We are pleased the upcoming session of the Indiana General Assembly will include a serious attempt at reforming the way economic development efforts are conducted in the name of Indiana taxpayers.

Sen. Mike Delph, R-Carmel is working with Sen. Jim Banks, R-Columbia City, to develop legislation that would compel the Indiana Economic Development Corp. to actually report on how many jobs are created by their efforts, not just promised at press conferences.

Banks, with the support of Delph, is also developing language for the bill that would open up local economic development groups, often private by way of nonprofit status, to public inspection of how they spend public dollars.

This is simple, good government. The IEDC and local economic development groups are not conducting clandestine operations for national security. They are simply trying to lure capitalists to town. We need to be able to follow our tax dollars with the public invited along and able to make a judgment if those dollars are being used wisely by anyone spending them.

In Iowa, the state economic development organization actually has a public hearing on proposed development deals — including incentives — before matters are finalized and elected officials pat themselves on the back for “creating jobs.”

Maybe something along those lines could work here.

Tad DeHaven, a former fiscal watchdog within the Mitch Daniels administration, who now serves as a budget analyst with the Cato Institute, recalls trying to hold the IEDC accountable for reaching efficiency goals other state agencies had to meet. But there really weren’t any.

He said the IEDC was mostly a political apparatus designed to give incentives and produce events at which politicians could claim economic victory by making job announcements. It really wasn’t about developing an environment for business expansion.

DeHaven obtained a 2009 email exchange between Mitch Roob, former head of the IEDC and Teresa Lynn Voors, then commissioner of Indiana Department of Workforce Development in response to concerns by the mayor of Kokomo that the IEDC was primarily concerned with bring jobs to Indianapolis. “I assured him that wasn’t the case and explained that most employers come to IEDC already knowing where they want to locate,” Voors wrote.

If employers already know where they want to be, why are we paying for incentives to attract them to where they already intend to locate?

Reform legislation is drawing the support of Democrats and Republicans with both labor union and tea partier backing.

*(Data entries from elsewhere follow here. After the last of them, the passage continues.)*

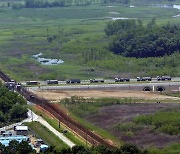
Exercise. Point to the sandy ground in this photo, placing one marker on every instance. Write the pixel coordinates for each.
(55, 95)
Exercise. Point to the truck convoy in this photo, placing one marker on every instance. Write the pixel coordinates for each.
(32, 83)
(163, 78)
(52, 81)
(144, 79)
(96, 80)
(73, 81)
(122, 79)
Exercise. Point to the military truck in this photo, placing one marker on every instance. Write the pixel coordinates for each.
(144, 79)
(163, 78)
(96, 80)
(122, 79)
(52, 81)
(32, 83)
(73, 81)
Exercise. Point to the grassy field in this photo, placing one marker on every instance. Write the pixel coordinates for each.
(146, 124)
(79, 32)
(55, 123)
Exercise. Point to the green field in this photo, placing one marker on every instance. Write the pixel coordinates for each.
(79, 40)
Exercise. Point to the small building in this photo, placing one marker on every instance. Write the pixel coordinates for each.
(21, 130)
(6, 139)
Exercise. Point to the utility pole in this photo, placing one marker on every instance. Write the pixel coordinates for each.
(47, 32)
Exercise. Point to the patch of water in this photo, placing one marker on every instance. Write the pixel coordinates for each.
(111, 6)
(166, 6)
(120, 18)
(176, 7)
(47, 61)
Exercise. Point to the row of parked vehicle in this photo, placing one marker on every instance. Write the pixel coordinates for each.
(117, 79)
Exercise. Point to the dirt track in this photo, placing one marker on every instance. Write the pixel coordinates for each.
(55, 95)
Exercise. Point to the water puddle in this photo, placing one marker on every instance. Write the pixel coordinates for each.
(47, 61)
(111, 6)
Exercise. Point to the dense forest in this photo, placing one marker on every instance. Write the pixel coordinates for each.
(12, 106)
(131, 38)
(65, 3)
(62, 3)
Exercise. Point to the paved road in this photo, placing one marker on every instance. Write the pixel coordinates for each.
(174, 79)
(172, 86)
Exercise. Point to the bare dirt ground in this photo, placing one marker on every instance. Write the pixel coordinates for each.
(55, 95)
(109, 116)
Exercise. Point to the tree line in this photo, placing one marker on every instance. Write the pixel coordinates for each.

It is bipartisan and it is an obvious good idea.

Our local campaign for increased transparency with the Grant County Economic Growth Council has yielded the 2011 financial audit of the Growth Council. The executive committee of the Growth Council recently provided those documents and we very much appreciate their decision in support of openness.

We are examining those records and expect to deliver a report to our readers soon.

Our effort in Grant County only underscores need for reform at the state level. We place resources in the area of economic development because we all very much want our communities to become prosperous places of full employment.

Clearly what has been done the past couple of decades in taxpayer-funded and government-driven economic development isn’t working across the state and a new approach — or at least a less expensive approach, needs to be tried. But we can’t make those public policy decisions unless we, all of us who have an interest, truly know what we are doing now and what results are being generated.

Please contact your local state legislators and urge them to support transparency in economic development. We need to maintain public control of public tax dollars.